Pagamentos antecipados e suspeita de fraude

Na prática, isso significa que valores teriam sido incluídos na fila de pagamento antes do prazo legal, mesmo com possibilidade de recurso por parte da União. A medida contraria normas constitucionais e regras estabelecidas por órgãos do próprio Judiciário.

Os dados levantados indicam que esses créditos estavam sendo negociados com fundos de investimento antes mesmo da confirmação judicial definitiva.

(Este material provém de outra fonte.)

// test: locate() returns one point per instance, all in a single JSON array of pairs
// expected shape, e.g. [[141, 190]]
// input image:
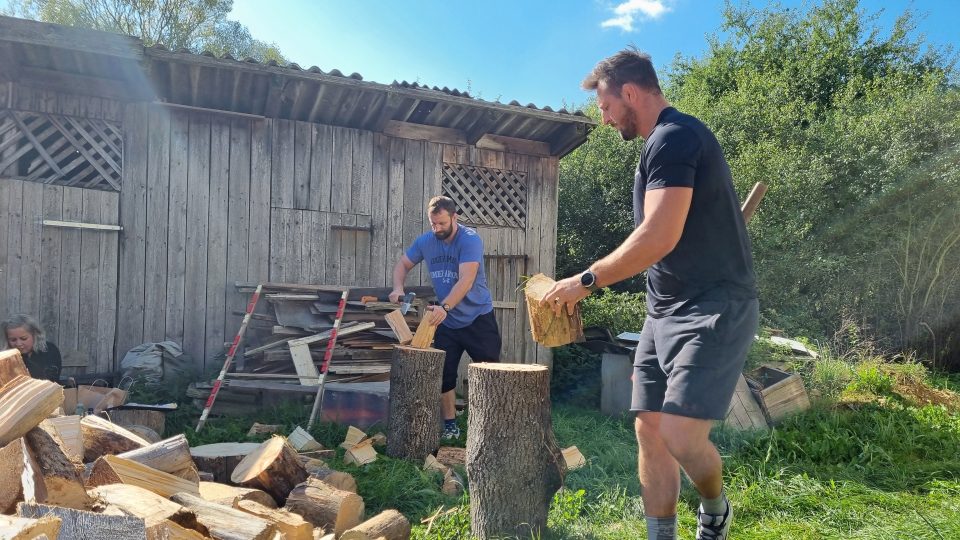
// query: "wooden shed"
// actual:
[[138, 185]]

Esse tipo de operação levanta suspeitas de uso indevido do sistema para antecipar ganhos financeiros.

Bilhões cancelados e impacto fiscal

Diante das inconsistências, o CNJ determinou o cancelamento inicial de cerca de R$ 3,5 bilhões em precatórios considerados irregulares. Posteriormente, a Corregedoria do TRF-1 ampliou a revisão e suspendeu valores que somam R$ 10,9 bilhões, evitando impacto direto no orçamento da União nos anos de 2025 e 2026.

Parte significativa desses recursos teria como destino fundos de investimento e escritórios de advocacia envolvidos nos processos. O volume chamou atenção por superar, por exemplo, o orçamento combinado de ministérios como Cultura, Turismo e Esporte.

Fundos e pressão nos bastidores

Relatórios da Corregedoria apontam que os precatórios investigados eram frequentemente objeto de cessão de crédito a fundos, gerando grande volume de operações financeiras. O então corregedor Ney Bello destacou que havia pressão recorrente de advogados para acelerar a tramitação, especialmente próximo ao prazo constitucional para inclusão dos valores no orçamento.

Alguns fundos envolvidos estariam ligados a empresas já investigadas em outros casos financeiros, ampliando o alcance das suspeitas.

O tema ganhou repercussão nacional e chegou ao Supremo Tribunal Federal (STF). O ministro Flávio Dino incluiu a questão dos precatórios em propostas de reforma do Judiciário, defendendo critérios mais rígidos para a emissão e negociação desses créditos.

Entre as sugestões está a criação de mecanismos para evitar precatórios considerados temerários ou fraudulentos, além do reforço na fiscalização de fundos por órgãos como a Comissão de Valores Mobiliários.